J.-P. Elkabbach Le président des Etats-Unis sera probablement G. Bush
- "Oui."
Votre avis ?
- "C'est une énigme. G. Bush est plus énigmatique que Al Gore ne l'était parce qu'il a moins d'expérience de la fonction, en même temps c'est la plus grande puissance du monde et une démocratie où les gens respectent les règles, y compris de droit, y compris quand elles sont incompréhensibles. "
Dputé européen, vous savez tout de Strasbourg. Vous avez tout vu, tout entendu hier. Est-ce que l'Europe est, après Nice, en état de faire face précisément à cette Amérique de Bush ?
- "Non. Tout l'effort des Européens est de bâtir une puissance qui puisse en effet parler d'égal à égal avec les Etats-Unis. On en est très loin et je ne crois pas qu'à Nice on ait beaucoup avancé sur ce sujet. Et on en est très loin en particulier parce que les citoyens ne sont pas associés à son avenir. Il faut qu'ils le soient. L'Europe que nous avons à construire, c'est celle où les citoyens doivent avoir toute leur part, comme dans toutes les démocraties du monde. "
"e traité de Nice, a dit le Président de la République, est le meilleur accord possible compte tenu des contraintes"et "a présidence française, a dit M. Chirac, a rempli ses engagements" Est-ce que vous en êtes convaincu ?
- "Il ne peut pas dire autre chose."
Non, mais vous, est-ce que vous êtes convaincu ?
- "Je ne crois pas qu'il y croit lui-même".
Ah bon ?
- "Le sommet de Nice et le Traité de Nice sont arrivés à un degré d'illisibilité qui rend désormais tout cela impossible à comprendre par les citoyens que nous sommes. Je vous donne un seul exemple : songez que désormais pour obtenir une décision en Europe, dans l'Europe de Nice, il faudra réunir 75 % des voix, 62 % des populations et 50 % des états pour la même décision. Vous voyez d'abord les blocages qui se profilent à l'horizon et en plus à qui voulez-vous donc expliquer ce qu'est dans une démocratie normale une majorité qui demande 75 %, 62 % et 50 % en même temps ? Ca n'a pas de sens, ça n'est pas lisible, ça n'est pas compréhensible et donc ce n'est pas acceptable."
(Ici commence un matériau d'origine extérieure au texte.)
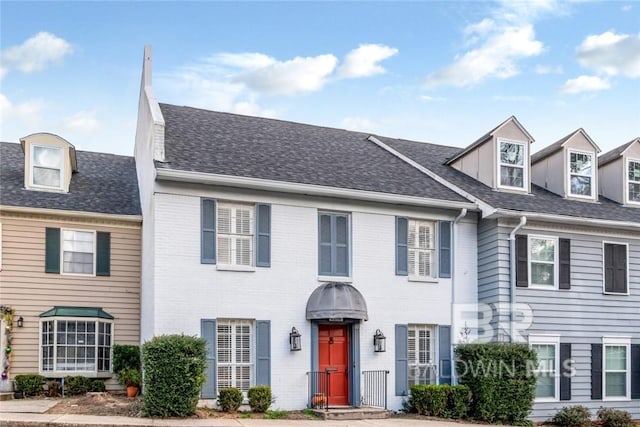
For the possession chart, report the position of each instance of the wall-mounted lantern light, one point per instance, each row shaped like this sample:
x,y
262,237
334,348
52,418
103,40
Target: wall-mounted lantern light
x,y
294,340
379,342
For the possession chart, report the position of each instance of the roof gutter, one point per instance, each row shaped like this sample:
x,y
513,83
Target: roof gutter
x,y
479,204
512,278
307,189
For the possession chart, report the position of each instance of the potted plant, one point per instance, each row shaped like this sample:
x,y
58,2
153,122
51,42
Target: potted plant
x,y
131,379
Enfin, quel candide pouvait imaginer que face à de tels enjeux, M. Bayrou, et à de telles mises en question d'intérêts nationaux, l'Europe allait progresser dans l'euphorie et l'allégresse ?
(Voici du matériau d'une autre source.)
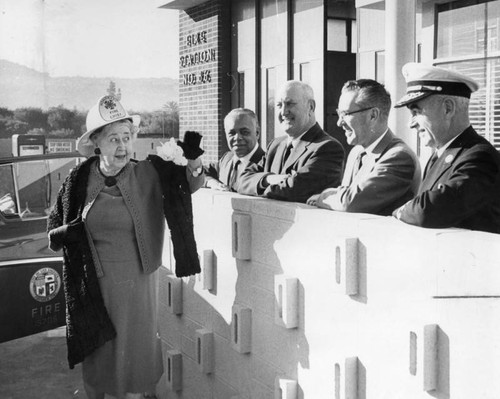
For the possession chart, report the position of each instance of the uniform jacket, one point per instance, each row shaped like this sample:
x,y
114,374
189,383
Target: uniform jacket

- "Vous venez dans la question d'apporter la réponse. Quand on oublie de présenter le projet pour lequel on se bat, quand on oublie de dire vers quel horizon on va, il ne reste plus que les intérêts. Et une Europe livrée au seul débat des intérêts nationaux, c'est une Europe qui perd sa vocation et son sens. Et donc pour moi, pour nous, qui sommes des militants ou des croyants de l'Europe, il faut reconstruire une Europe lisible dans laquelle les citoyens aient leur place."
D'accord, mais qui a mal fait son boulot ?
- "La présidence française porte une part de responsabilité - cela n'était pas facile - elle porte une part de responsabilité parce qu'elle s'est enfermée uniquement dans les problèmes des intérêts et de la répartition des pouvoirs."
L. Jospin dit que c'est un très bon cru.
- "C'est une raison de plus pour moi d'être en désaccord avec les promoteurs du sommet de Nice."
C'est l'argument facile. Mais est-ce que je peux vous demander, vos collègues du Parlement européen ont, hier, malmené le Président français...
- "Malmené, le mot n'est pas exact."
Oui, enfin secoué. Pour qui se prennent-ils ?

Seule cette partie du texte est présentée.